Having one corner of my brain going 'Seriously what the heck?' really keeps the train going.

"Write a six-page essay on GRACE, done!" I said with the first hour.

*My GRANDFATHER STARTED THIS WORK DURING THE INCEPTION OF THIS TOWN, WE HAVE STRUGGLED BUT LET ME REITTERATE- WE. WON'T. CLOSE.*

"Mass and Gravitrons project. Donezo sir." In the next three hours.

*"MY FATHER ISN'T HERE ANYMORE YET THEY WON'T TELL ME WHY"*

"How speed effects time? This quiz is eezy." In the fifth hour.

*I'M TELLING YOU MAN I SAW HIM AND HE WASN'T JUST GLWOING LIKE HE WAS BURING. *

"Just finish already damn diagrams." I said in God know what hour.

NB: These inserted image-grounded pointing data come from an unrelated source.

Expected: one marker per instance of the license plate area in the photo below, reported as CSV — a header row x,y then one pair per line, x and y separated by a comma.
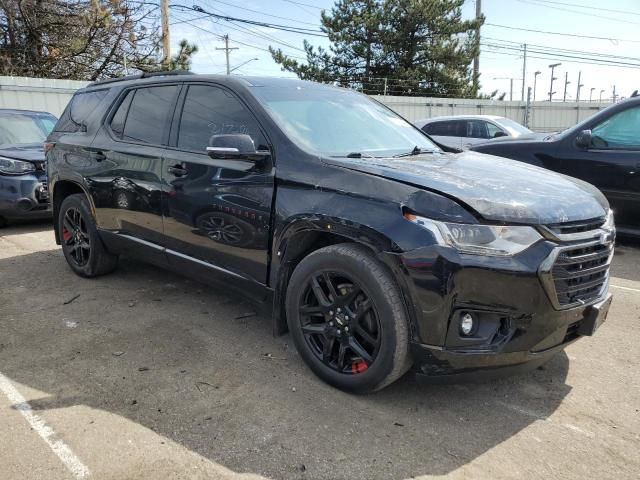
x,y
595,316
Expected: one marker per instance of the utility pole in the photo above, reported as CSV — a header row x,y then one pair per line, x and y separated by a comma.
x,y
166,40
476,59
580,85
535,78
551,92
226,49
524,69
566,83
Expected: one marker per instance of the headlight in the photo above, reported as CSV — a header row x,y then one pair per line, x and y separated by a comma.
x,y
501,241
9,166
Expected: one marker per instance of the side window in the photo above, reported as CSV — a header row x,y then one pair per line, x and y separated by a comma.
x,y
493,129
117,122
622,130
82,105
149,116
211,111
477,129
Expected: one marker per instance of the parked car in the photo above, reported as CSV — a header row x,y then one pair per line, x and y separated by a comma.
x,y
463,131
379,252
603,150
23,179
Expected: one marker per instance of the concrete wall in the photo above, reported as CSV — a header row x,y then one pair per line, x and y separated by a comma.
x,y
53,95
37,93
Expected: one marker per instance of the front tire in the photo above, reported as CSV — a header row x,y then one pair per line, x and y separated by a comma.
x,y
347,318
82,247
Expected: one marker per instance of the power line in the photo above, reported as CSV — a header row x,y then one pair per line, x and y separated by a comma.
x,y
586,7
275,26
546,32
535,2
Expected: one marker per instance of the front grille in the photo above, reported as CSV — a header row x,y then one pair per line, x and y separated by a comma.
x,y
581,271
576,227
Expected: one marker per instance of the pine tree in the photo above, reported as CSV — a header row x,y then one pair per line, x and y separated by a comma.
x,y
422,47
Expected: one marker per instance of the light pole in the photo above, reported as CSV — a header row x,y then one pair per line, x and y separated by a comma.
x,y
243,64
535,79
552,67
510,83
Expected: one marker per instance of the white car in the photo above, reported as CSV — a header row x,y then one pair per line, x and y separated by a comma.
x,y
463,131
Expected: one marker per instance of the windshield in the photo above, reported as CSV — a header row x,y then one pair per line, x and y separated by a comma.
x,y
514,128
335,122
19,128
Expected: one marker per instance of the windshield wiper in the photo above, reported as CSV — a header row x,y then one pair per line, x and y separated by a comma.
x,y
416,151
354,155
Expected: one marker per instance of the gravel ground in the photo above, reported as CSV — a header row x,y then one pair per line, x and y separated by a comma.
x,y
144,374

*SUPRISINGLY, WE WILL SEE RAIN THIS SEASON AS THE WINDS FROM NORTH THIS SEASON PUSH TOWARDS A RAINSTORM JUST WAITING TO BURST. *

And finally I lay defeated on the table. My face performing a perfect kowtow face grind on the ground as I admitted defeat to my demon Professors and course planners once more because they clearly did not expect humans to apply to their courses.

The defeated me turned around in my chair to have the well-deserved cup of OJ after performing the admirable duty of a defeated general. But 'UNFORTUNATE' circumstances forced me to stop on my literal heels as they slammed on the ground once my eyes laid eyes on the absurdity that was beholden to me.

There It was Redbull.

There it was Pepsi.

There it was my half-eaten chocolate bar.

There it was my socks which fell behind the bed.

There it was- EVERY SINGLE FUCKIN THING IN THE ROOM. FLYING. IN THE AIR. WHICH IS EXACTLY WHAT FLYING THINGS DO!

Very slowly I pushed forward on the chair considering the teeny tiny possibility that I fell asleep while working and have not infact completed anything. That thought was scarier than the multiversal-level ghost in my room- with the ability to raise more than a singular item!?

Little by little I moved and finally touched the flying can on Coca-cola.

Then everything fell.

I would have chalked this up as a lucid dream, but the unnoticed boxers that fell on my head told me otherwise.

I would have said this was gonna be one of those days but-

"NATHANIEL!" I heard the scream from downstairs.

This wasn't going to be one of those days, it's gonna be worse.